Venison Meatballs
In collaboration with Fresh.co.nz
Makes: 50 meatballs
INGREDIENTS
1kg venison mince
½ cup FreshLife Pine Nuts, lightly toasted
1 cup breadcrumbs
2 egg
2 tbsp Worcestershire sauce
2 tsp Dijon French mustard
1 onion, grated
2 garlic cloves, crushed
salt and pepper
drizzle of extra virgin olive oil
Italian style:
cherry tomatoes
Fresh basil
cherry bocconcini
French style:
blue cheese, cubed
pear, sliced
FreshLife Silver Platter Australian Sultanas
toothpicks/ little skewers
METHOD
Preheat the oven to 200°C (fan forced).

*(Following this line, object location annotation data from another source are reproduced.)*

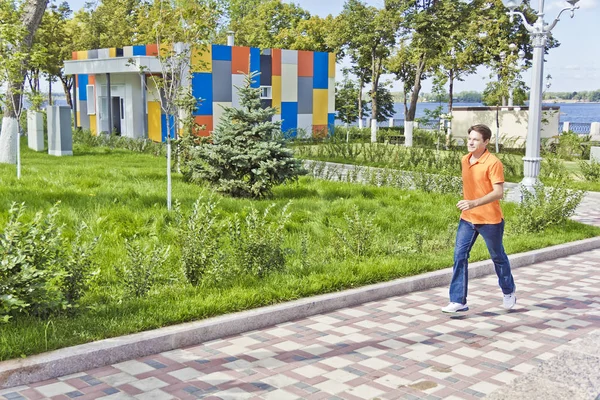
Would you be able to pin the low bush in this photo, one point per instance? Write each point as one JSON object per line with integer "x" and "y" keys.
{"x": 143, "y": 264}
{"x": 201, "y": 253}
{"x": 86, "y": 138}
{"x": 590, "y": 170}
{"x": 42, "y": 271}
{"x": 546, "y": 206}
{"x": 257, "y": 242}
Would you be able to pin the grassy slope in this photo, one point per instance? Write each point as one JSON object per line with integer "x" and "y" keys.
{"x": 118, "y": 194}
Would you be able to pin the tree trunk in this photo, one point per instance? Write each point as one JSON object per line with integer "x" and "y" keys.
{"x": 450, "y": 90}
{"x": 33, "y": 11}
{"x": 450, "y": 104}
{"x": 410, "y": 116}
{"x": 376, "y": 73}
{"x": 50, "y": 90}
{"x": 67, "y": 83}
{"x": 360, "y": 87}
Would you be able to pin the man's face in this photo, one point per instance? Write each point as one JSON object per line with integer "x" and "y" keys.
{"x": 475, "y": 142}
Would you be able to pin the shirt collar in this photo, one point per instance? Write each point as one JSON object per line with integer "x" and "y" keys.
{"x": 483, "y": 158}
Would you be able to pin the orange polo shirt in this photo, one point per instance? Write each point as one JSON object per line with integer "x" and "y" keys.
{"x": 477, "y": 182}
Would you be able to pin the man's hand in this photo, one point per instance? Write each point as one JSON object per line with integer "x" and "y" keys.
{"x": 464, "y": 205}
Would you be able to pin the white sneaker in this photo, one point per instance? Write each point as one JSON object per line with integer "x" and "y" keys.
{"x": 509, "y": 301}
{"x": 455, "y": 307}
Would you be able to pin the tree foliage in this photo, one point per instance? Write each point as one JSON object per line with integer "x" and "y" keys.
{"x": 346, "y": 99}
{"x": 246, "y": 156}
{"x": 368, "y": 34}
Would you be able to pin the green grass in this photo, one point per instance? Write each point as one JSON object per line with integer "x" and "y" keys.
{"x": 119, "y": 194}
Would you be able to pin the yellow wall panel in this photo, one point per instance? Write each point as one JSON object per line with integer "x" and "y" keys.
{"x": 331, "y": 95}
{"x": 165, "y": 49}
{"x": 154, "y": 124}
{"x": 93, "y": 127}
{"x": 276, "y": 92}
{"x": 331, "y": 65}
{"x": 202, "y": 59}
{"x": 320, "y": 100}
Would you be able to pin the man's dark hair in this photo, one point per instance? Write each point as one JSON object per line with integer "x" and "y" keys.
{"x": 485, "y": 131}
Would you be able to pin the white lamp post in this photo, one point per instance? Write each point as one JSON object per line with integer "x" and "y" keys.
{"x": 539, "y": 32}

Line 2 baking trays with baking paper. Add all meatball ingredients to a large bowl and mix to combine. Leave for 5 minutes so the breadcrumbs swell.

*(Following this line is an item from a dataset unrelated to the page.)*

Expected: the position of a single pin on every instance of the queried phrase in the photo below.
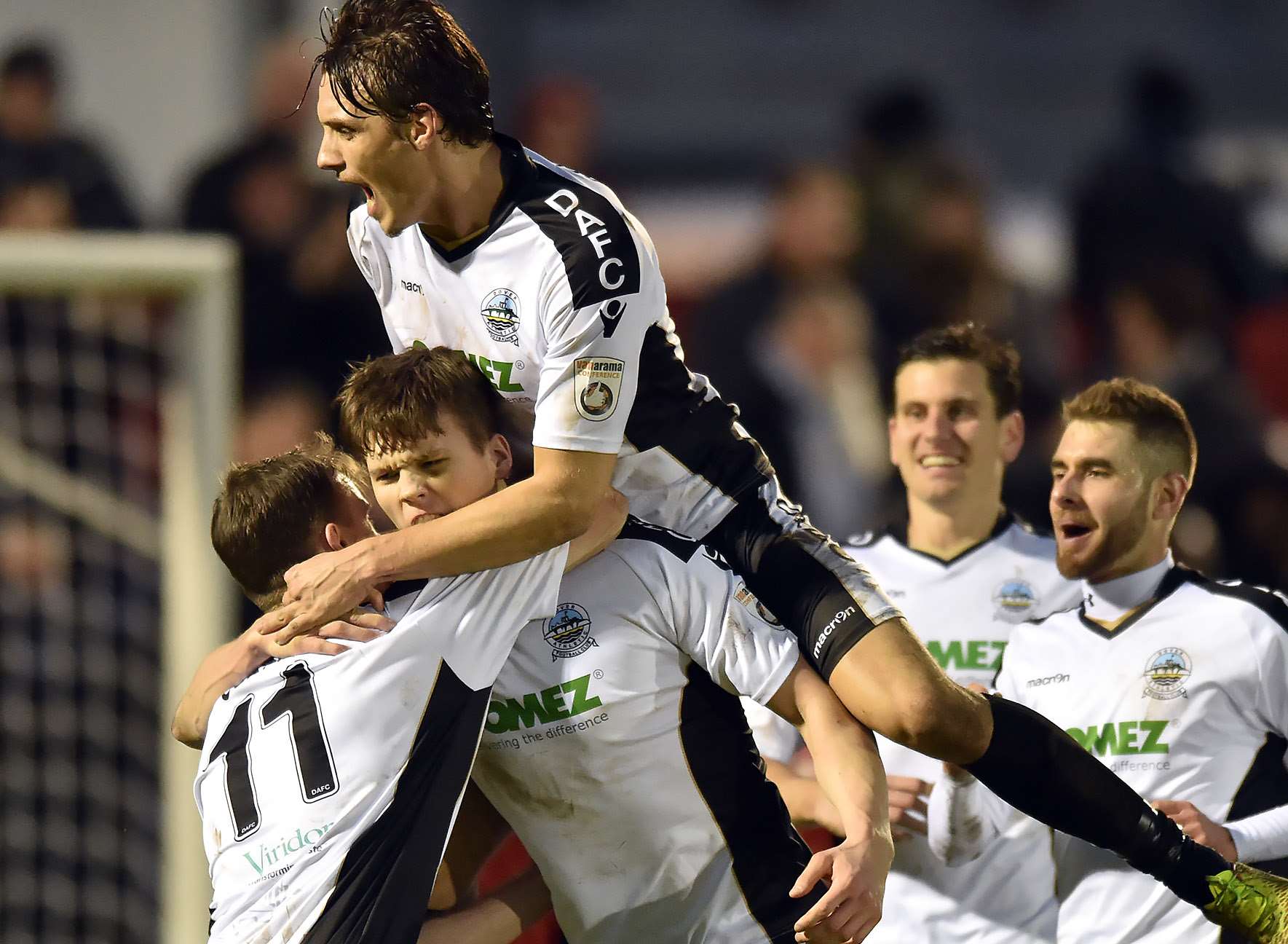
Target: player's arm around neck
(558, 504)
(234, 662)
(849, 771)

Measure out tablespoon amounts, then roll into balls and space on the tray. Drizzle with oil.
Bake for 25 minutes until golden and cooked.
For Italian style: add a bocconcini ball, a basil leaf, a tomato and a meatball to each skewer. Buon appetito!
For French style: add a sultana, a cube of blue cheese, slices of pear and a meatball to each skewer. Bon appetit!